Faktanya, sebut Syaikhu, dalam Pilpres dua periode terakhir, hanya bisa hadirkan 2 pasangan calon presiden dan wakil presiden.

Meski demikian, Syaikhu tak mengelak bahwa  kehadiran PT memiliki tujuan yang sangat bagus.

Dia memahami argumentasi sistem PT yang disampaikan mahkamah dalam keputusan sebelumnya.

"Namun selain penguatan sistem presidential kami juga merasa perlu menyampaikan bahwa poin penting penguatan demokrasi dalam kedaulatan rakyat yg tidak boleh dilupakan dan ditinggalkan," tukas Syaikhu.

"PT 20 persen kursi DPR atau 25 persen suara nasional di Pasal 222 jelas membatasi prinsip demokrasi dan kedaulatan rakyat, yang dalam UUD 1945 serta menjadi acuan dalam pemilu di Indonesia," ujar Syaikhu.

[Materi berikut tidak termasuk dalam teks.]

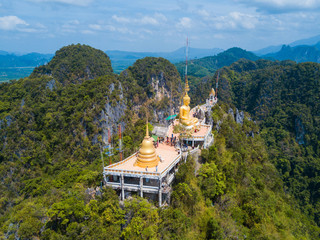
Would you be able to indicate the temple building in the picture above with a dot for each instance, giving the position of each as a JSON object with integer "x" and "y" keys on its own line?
{"x": 148, "y": 172}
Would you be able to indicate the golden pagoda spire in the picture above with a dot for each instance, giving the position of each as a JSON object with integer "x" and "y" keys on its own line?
{"x": 187, "y": 89}
{"x": 147, "y": 156}
{"x": 147, "y": 130}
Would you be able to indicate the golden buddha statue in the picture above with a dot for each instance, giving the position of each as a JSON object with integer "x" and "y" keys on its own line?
{"x": 147, "y": 156}
{"x": 185, "y": 119}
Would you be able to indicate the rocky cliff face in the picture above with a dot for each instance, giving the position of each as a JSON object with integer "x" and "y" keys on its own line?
{"x": 156, "y": 88}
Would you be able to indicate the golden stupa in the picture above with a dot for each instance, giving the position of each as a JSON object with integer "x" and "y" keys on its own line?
{"x": 147, "y": 156}
{"x": 184, "y": 115}
{"x": 212, "y": 93}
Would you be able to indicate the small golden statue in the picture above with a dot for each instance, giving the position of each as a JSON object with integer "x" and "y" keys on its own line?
{"x": 147, "y": 156}
{"x": 184, "y": 116}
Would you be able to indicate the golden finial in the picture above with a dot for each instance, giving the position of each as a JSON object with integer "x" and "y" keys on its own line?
{"x": 187, "y": 85}
{"x": 147, "y": 156}
{"x": 147, "y": 130}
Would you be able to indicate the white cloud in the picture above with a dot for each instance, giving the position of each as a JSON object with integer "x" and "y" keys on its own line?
{"x": 95, "y": 26}
{"x": 148, "y": 20}
{"x": 120, "y": 19}
{"x": 276, "y": 6}
{"x": 87, "y": 32}
{"x": 154, "y": 20}
{"x": 184, "y": 22}
{"x": 70, "y": 26}
{"x": 203, "y": 13}
{"x": 11, "y": 22}
{"x": 70, "y": 2}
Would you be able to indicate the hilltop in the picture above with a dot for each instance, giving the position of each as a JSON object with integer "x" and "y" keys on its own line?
{"x": 75, "y": 64}
{"x": 255, "y": 182}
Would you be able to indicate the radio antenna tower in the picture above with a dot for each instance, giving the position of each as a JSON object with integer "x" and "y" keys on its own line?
{"x": 120, "y": 142}
{"x": 217, "y": 82}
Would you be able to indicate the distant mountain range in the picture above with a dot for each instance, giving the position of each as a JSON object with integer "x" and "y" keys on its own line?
{"x": 203, "y": 61}
{"x": 122, "y": 59}
{"x": 272, "y": 49}
{"x": 27, "y": 60}
{"x": 300, "y": 53}
{"x": 208, "y": 65}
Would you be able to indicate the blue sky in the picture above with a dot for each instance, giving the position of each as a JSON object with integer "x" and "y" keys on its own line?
{"x": 140, "y": 25}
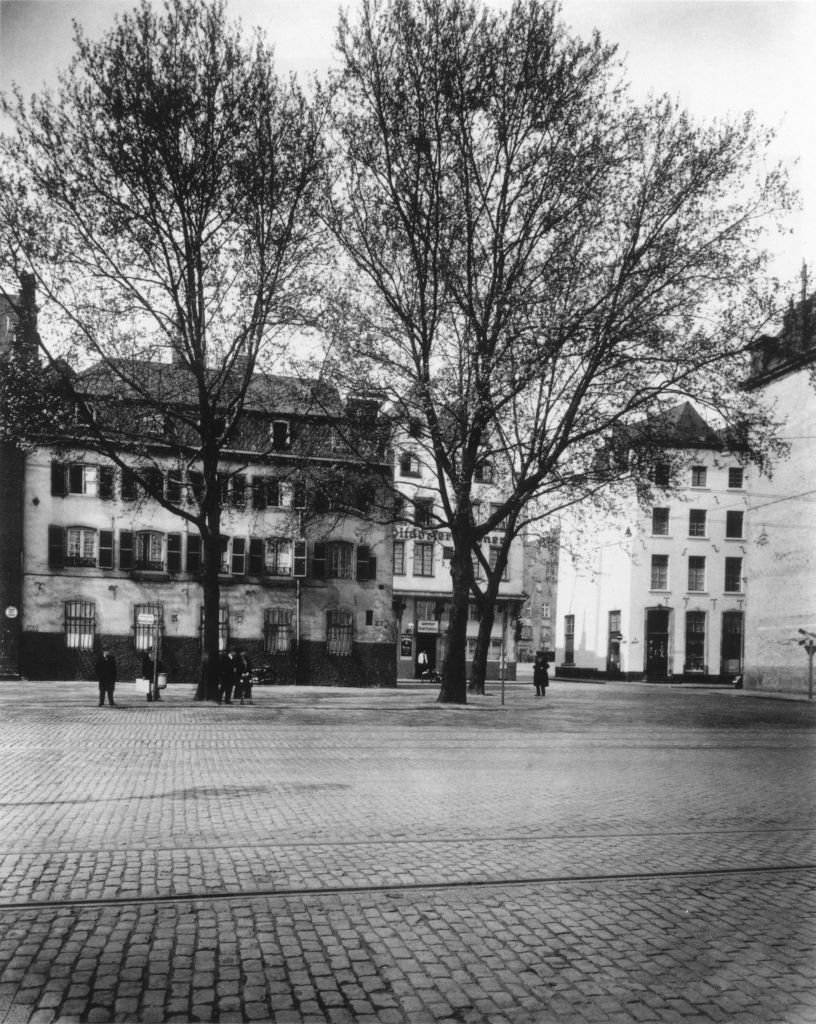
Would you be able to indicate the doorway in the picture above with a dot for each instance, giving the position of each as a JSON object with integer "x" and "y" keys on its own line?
{"x": 657, "y": 644}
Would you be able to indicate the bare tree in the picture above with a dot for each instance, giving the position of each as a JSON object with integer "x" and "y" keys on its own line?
{"x": 537, "y": 261}
{"x": 164, "y": 200}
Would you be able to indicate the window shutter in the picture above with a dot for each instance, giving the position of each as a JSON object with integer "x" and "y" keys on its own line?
{"x": 58, "y": 479}
{"x": 106, "y": 483}
{"x": 299, "y": 561}
{"x": 105, "y": 549}
{"x": 56, "y": 547}
{"x": 125, "y": 549}
{"x": 256, "y": 556}
{"x": 362, "y": 562}
{"x": 194, "y": 553}
{"x": 258, "y": 495}
{"x": 318, "y": 561}
{"x": 173, "y": 552}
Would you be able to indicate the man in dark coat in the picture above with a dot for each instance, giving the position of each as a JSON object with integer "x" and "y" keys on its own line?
{"x": 105, "y": 674}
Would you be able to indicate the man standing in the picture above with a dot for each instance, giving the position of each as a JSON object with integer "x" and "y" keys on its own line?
{"x": 105, "y": 673}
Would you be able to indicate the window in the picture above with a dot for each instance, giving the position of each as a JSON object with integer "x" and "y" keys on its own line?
{"x": 280, "y": 437}
{"x": 659, "y": 571}
{"x": 423, "y": 558}
{"x": 569, "y": 639}
{"x": 276, "y": 631}
{"x": 277, "y": 559}
{"x": 423, "y": 511}
{"x": 80, "y": 625}
{"x": 339, "y": 632}
{"x": 409, "y": 464}
{"x": 696, "y": 522}
{"x": 733, "y": 576}
{"x": 697, "y": 476}
{"x": 146, "y": 623}
{"x": 399, "y": 557}
{"x": 80, "y": 547}
{"x": 696, "y": 572}
{"x": 733, "y": 524}
{"x": 494, "y": 560}
{"x": 659, "y": 522}
{"x": 735, "y": 477}
{"x": 695, "y": 641}
{"x": 148, "y": 551}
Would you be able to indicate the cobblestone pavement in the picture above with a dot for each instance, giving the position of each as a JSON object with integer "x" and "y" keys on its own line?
{"x": 609, "y": 853}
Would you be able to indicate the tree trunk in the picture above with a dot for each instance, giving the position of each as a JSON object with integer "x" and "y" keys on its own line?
{"x": 454, "y": 668}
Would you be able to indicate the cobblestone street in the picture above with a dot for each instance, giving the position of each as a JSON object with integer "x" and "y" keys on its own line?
{"x": 610, "y": 853}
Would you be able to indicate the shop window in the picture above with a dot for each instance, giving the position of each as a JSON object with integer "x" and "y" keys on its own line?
{"x": 569, "y": 639}
{"x": 423, "y": 558}
{"x": 339, "y": 632}
{"x": 659, "y": 522}
{"x": 659, "y": 571}
{"x": 695, "y": 641}
{"x": 276, "y": 631}
{"x": 80, "y": 625}
{"x": 696, "y": 522}
{"x": 80, "y": 547}
{"x": 698, "y": 476}
{"x": 733, "y": 576}
{"x": 399, "y": 557}
{"x": 696, "y": 572}
{"x": 735, "y": 477}
{"x": 733, "y": 524}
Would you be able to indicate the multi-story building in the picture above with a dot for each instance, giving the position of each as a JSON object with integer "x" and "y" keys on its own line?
{"x": 782, "y": 512}
{"x": 305, "y": 581}
{"x": 660, "y": 593}
{"x": 422, "y": 554}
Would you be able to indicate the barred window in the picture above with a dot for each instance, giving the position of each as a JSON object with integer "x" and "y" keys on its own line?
{"x": 276, "y": 631}
{"x": 339, "y": 632}
{"x": 80, "y": 625}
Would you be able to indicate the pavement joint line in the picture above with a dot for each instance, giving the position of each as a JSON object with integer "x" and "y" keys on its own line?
{"x": 253, "y": 894}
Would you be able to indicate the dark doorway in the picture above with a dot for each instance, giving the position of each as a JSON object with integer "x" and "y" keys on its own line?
{"x": 657, "y": 643}
{"x": 426, "y": 642}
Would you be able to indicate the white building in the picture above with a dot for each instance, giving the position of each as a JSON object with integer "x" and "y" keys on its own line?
{"x": 660, "y": 593}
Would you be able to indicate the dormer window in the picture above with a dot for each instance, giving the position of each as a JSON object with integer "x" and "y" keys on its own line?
{"x": 281, "y": 436}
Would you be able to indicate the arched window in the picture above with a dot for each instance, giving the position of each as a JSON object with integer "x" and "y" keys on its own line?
{"x": 339, "y": 632}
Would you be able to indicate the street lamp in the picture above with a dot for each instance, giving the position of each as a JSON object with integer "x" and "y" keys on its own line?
{"x": 808, "y": 641}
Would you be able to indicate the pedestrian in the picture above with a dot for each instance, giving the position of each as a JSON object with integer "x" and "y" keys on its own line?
{"x": 105, "y": 674}
{"x": 227, "y": 676}
{"x": 541, "y": 674}
{"x": 244, "y": 689}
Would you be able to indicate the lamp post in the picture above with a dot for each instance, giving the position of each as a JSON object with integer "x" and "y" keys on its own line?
{"x": 808, "y": 641}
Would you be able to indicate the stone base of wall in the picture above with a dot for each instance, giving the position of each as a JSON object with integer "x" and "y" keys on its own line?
{"x": 44, "y": 655}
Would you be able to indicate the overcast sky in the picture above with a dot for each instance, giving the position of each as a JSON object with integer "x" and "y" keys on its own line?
{"x": 716, "y": 56}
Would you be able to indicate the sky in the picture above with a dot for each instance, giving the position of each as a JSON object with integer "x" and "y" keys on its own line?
{"x": 717, "y": 57}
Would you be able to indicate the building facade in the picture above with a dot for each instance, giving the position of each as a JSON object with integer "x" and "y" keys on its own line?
{"x": 660, "y": 593}
{"x": 422, "y": 589}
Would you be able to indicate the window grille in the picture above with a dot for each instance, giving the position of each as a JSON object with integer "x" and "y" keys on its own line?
{"x": 339, "y": 632}
{"x": 80, "y": 625}
{"x": 276, "y": 631}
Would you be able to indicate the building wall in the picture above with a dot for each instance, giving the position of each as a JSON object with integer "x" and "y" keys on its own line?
{"x": 614, "y": 574}
{"x": 782, "y": 536}
{"x": 114, "y": 594}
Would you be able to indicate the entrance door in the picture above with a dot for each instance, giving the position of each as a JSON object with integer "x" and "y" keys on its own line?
{"x": 426, "y": 643}
{"x": 657, "y": 643}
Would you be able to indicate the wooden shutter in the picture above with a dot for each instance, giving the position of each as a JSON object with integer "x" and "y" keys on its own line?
{"x": 56, "y": 547}
{"x": 173, "y": 552}
{"x": 125, "y": 549}
{"x": 105, "y": 549}
{"x": 58, "y": 479}
{"x": 318, "y": 561}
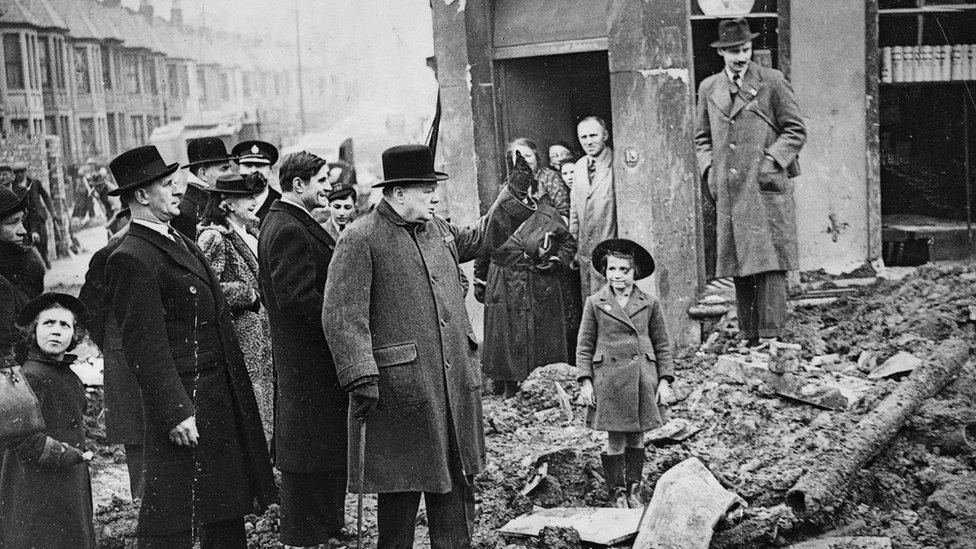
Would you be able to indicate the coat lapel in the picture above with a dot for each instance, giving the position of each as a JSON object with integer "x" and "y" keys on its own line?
{"x": 173, "y": 250}
{"x": 749, "y": 90}
{"x": 607, "y": 303}
{"x": 245, "y": 252}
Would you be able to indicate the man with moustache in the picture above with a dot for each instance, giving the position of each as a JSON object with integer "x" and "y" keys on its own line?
{"x": 208, "y": 160}
{"x": 395, "y": 319}
{"x": 206, "y": 460}
{"x": 748, "y": 132}
{"x": 592, "y": 200}
{"x": 294, "y": 253}
{"x": 258, "y": 157}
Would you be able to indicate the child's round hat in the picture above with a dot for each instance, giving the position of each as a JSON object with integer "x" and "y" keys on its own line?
{"x": 643, "y": 261}
{"x": 45, "y": 300}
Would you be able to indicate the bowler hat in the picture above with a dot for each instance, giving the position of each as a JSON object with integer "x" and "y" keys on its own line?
{"x": 45, "y": 300}
{"x": 255, "y": 152}
{"x": 235, "y": 183}
{"x": 409, "y": 164}
{"x": 11, "y": 202}
{"x": 138, "y": 167}
{"x": 643, "y": 262}
{"x": 733, "y": 32}
{"x": 206, "y": 150}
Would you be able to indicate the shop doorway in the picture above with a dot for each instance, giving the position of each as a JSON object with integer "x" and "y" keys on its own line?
{"x": 543, "y": 98}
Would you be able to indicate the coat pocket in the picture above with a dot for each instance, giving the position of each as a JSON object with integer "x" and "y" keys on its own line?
{"x": 400, "y": 375}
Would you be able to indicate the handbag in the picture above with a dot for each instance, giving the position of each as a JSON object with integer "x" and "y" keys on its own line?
{"x": 20, "y": 412}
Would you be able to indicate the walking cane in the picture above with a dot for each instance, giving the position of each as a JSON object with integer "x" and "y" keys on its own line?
{"x": 359, "y": 473}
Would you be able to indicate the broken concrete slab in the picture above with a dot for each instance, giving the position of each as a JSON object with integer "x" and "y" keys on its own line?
{"x": 847, "y": 542}
{"x": 902, "y": 363}
{"x": 688, "y": 502}
{"x": 601, "y": 526}
{"x": 674, "y": 431}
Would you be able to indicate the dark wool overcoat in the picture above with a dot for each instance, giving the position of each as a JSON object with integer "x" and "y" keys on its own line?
{"x": 121, "y": 393}
{"x": 294, "y": 253}
{"x": 179, "y": 340}
{"x": 524, "y": 313}
{"x": 236, "y": 266}
{"x": 625, "y": 351}
{"x": 45, "y": 487}
{"x": 756, "y": 214}
{"x": 394, "y": 309}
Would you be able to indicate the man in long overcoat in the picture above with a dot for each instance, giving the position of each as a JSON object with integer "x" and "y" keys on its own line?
{"x": 123, "y": 401}
{"x": 206, "y": 459}
{"x": 294, "y": 253}
{"x": 395, "y": 320}
{"x": 592, "y": 200}
{"x": 748, "y": 134}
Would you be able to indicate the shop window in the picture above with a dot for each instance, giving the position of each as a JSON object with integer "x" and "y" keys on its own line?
{"x": 82, "y": 72}
{"x": 13, "y": 61}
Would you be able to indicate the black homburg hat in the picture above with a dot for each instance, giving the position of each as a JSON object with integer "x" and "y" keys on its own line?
{"x": 733, "y": 32}
{"x": 206, "y": 150}
{"x": 138, "y": 167}
{"x": 409, "y": 164}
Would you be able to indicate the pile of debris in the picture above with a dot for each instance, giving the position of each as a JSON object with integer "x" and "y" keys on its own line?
{"x": 858, "y": 434}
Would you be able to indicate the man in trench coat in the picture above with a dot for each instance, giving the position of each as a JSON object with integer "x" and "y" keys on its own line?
{"x": 294, "y": 253}
{"x": 206, "y": 459}
{"x": 748, "y": 133}
{"x": 395, "y": 320}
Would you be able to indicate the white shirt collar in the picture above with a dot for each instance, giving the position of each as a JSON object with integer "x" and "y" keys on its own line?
{"x": 159, "y": 227}
{"x": 297, "y": 204}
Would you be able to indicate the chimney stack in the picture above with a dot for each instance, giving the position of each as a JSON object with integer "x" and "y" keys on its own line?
{"x": 176, "y": 13}
{"x": 145, "y": 8}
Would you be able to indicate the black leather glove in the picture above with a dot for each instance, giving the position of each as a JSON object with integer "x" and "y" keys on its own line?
{"x": 520, "y": 177}
{"x": 365, "y": 397}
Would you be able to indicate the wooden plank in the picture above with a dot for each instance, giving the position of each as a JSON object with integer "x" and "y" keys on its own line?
{"x": 561, "y": 47}
{"x": 602, "y": 526}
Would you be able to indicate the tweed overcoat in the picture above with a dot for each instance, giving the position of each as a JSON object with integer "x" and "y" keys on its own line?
{"x": 625, "y": 351}
{"x": 179, "y": 340}
{"x": 45, "y": 486}
{"x": 121, "y": 394}
{"x": 756, "y": 213}
{"x": 592, "y": 214}
{"x": 294, "y": 253}
{"x": 524, "y": 312}
{"x": 394, "y": 309}
{"x": 236, "y": 266}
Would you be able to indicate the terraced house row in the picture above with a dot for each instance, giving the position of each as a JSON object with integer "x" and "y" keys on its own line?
{"x": 103, "y": 77}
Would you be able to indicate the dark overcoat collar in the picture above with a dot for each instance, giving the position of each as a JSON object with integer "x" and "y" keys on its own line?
{"x": 607, "y": 303}
{"x": 303, "y": 217}
{"x": 194, "y": 261}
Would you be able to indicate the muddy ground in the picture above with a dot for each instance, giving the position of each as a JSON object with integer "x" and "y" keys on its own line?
{"x": 756, "y": 443}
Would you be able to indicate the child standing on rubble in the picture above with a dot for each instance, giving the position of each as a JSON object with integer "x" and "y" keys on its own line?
{"x": 625, "y": 362}
{"x": 45, "y": 486}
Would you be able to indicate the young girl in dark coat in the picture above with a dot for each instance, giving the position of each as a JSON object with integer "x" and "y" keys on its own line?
{"x": 625, "y": 362}
{"x": 45, "y": 487}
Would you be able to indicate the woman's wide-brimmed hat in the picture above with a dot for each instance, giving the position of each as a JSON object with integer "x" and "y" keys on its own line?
{"x": 11, "y": 201}
{"x": 409, "y": 164}
{"x": 733, "y": 32}
{"x": 236, "y": 184}
{"x": 44, "y": 302}
{"x": 138, "y": 167}
{"x": 643, "y": 262}
{"x": 206, "y": 150}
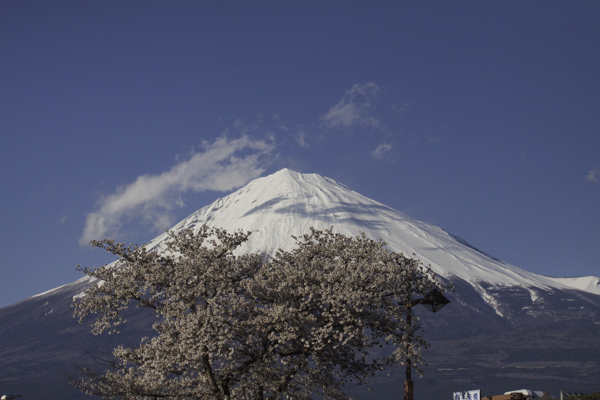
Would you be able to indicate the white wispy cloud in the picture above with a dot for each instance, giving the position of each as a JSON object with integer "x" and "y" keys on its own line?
{"x": 593, "y": 175}
{"x": 382, "y": 151}
{"x": 223, "y": 165}
{"x": 355, "y": 108}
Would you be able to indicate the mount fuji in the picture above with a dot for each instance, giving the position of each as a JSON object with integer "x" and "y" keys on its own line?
{"x": 506, "y": 328}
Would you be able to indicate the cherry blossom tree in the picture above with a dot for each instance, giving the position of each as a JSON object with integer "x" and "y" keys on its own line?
{"x": 230, "y": 326}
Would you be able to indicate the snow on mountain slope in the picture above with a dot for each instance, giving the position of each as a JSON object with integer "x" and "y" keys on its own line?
{"x": 288, "y": 203}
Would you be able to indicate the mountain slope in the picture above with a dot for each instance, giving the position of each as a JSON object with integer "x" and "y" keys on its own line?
{"x": 288, "y": 203}
{"x": 506, "y": 328}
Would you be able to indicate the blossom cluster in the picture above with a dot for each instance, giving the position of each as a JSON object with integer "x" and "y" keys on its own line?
{"x": 300, "y": 324}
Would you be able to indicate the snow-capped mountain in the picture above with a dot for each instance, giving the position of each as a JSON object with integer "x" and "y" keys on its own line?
{"x": 495, "y": 310}
{"x": 288, "y": 203}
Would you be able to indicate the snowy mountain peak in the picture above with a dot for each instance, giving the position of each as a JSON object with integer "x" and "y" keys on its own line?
{"x": 287, "y": 203}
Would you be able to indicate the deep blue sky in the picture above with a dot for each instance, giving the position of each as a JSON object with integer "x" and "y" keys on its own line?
{"x": 479, "y": 117}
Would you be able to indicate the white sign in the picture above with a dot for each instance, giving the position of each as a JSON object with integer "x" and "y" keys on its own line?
{"x": 470, "y": 395}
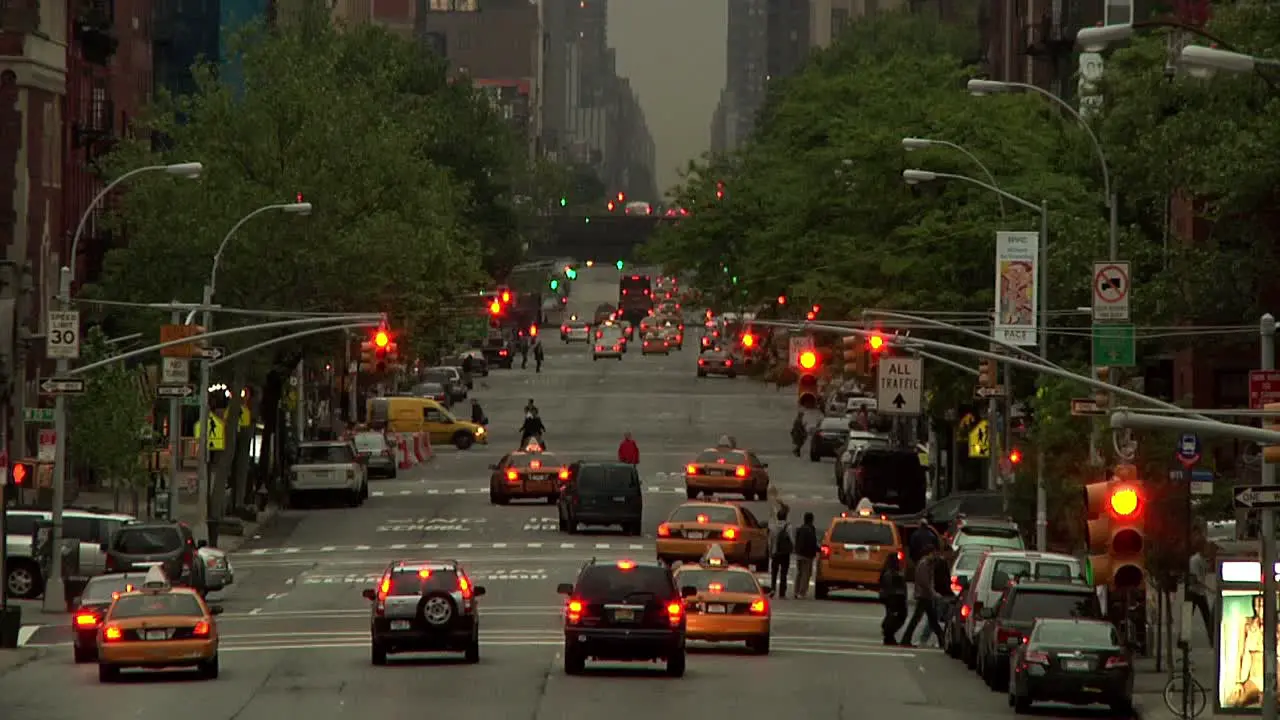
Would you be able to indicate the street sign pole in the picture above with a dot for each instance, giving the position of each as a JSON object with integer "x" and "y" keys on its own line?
{"x": 1267, "y": 332}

Karena itu, pihaknya memutuskan mengambil jalan tengah dengan memilih angka 7 sampai 9 persen melalui uji materi di MK.

"Permohonan ini kami sampaikan dengan alasan bahwa kami memahami dan menghargai keputusan mahkamah sebelumnya yang dinyatakan bahwa terkait angka PT merupakan contoh legal policy, kebijakan hukum terbuka dari UU," kata dia.

Dia mengatakan kebijakan hukum terbuka ini harus memiliki batasan yang proporsional dan implementatif. Dengan demikian, Syaikhu meyakini, hal itu tidak merugikan hak konstitusional pemohon.

"Setelah menyadari keputusan mahkamah, kami memahami bahwa pihak yang memiliki kedudukan hukum untuk mengajukan permohonan pengujian konstitusional Pasal 222 UU Nomor 7 2017, adalah parpol atau gabungan parpol peserta pemilu sebelumnya," kata dia.

"Karena itu, kami merasa mimiliki panggilan konstitusional untuk berkontribusi menyelesaikan kegelisahan masyarkat demi kehidupan demokrasi yg lebih berkualitas di Indonesia," pungkas Syaikhu.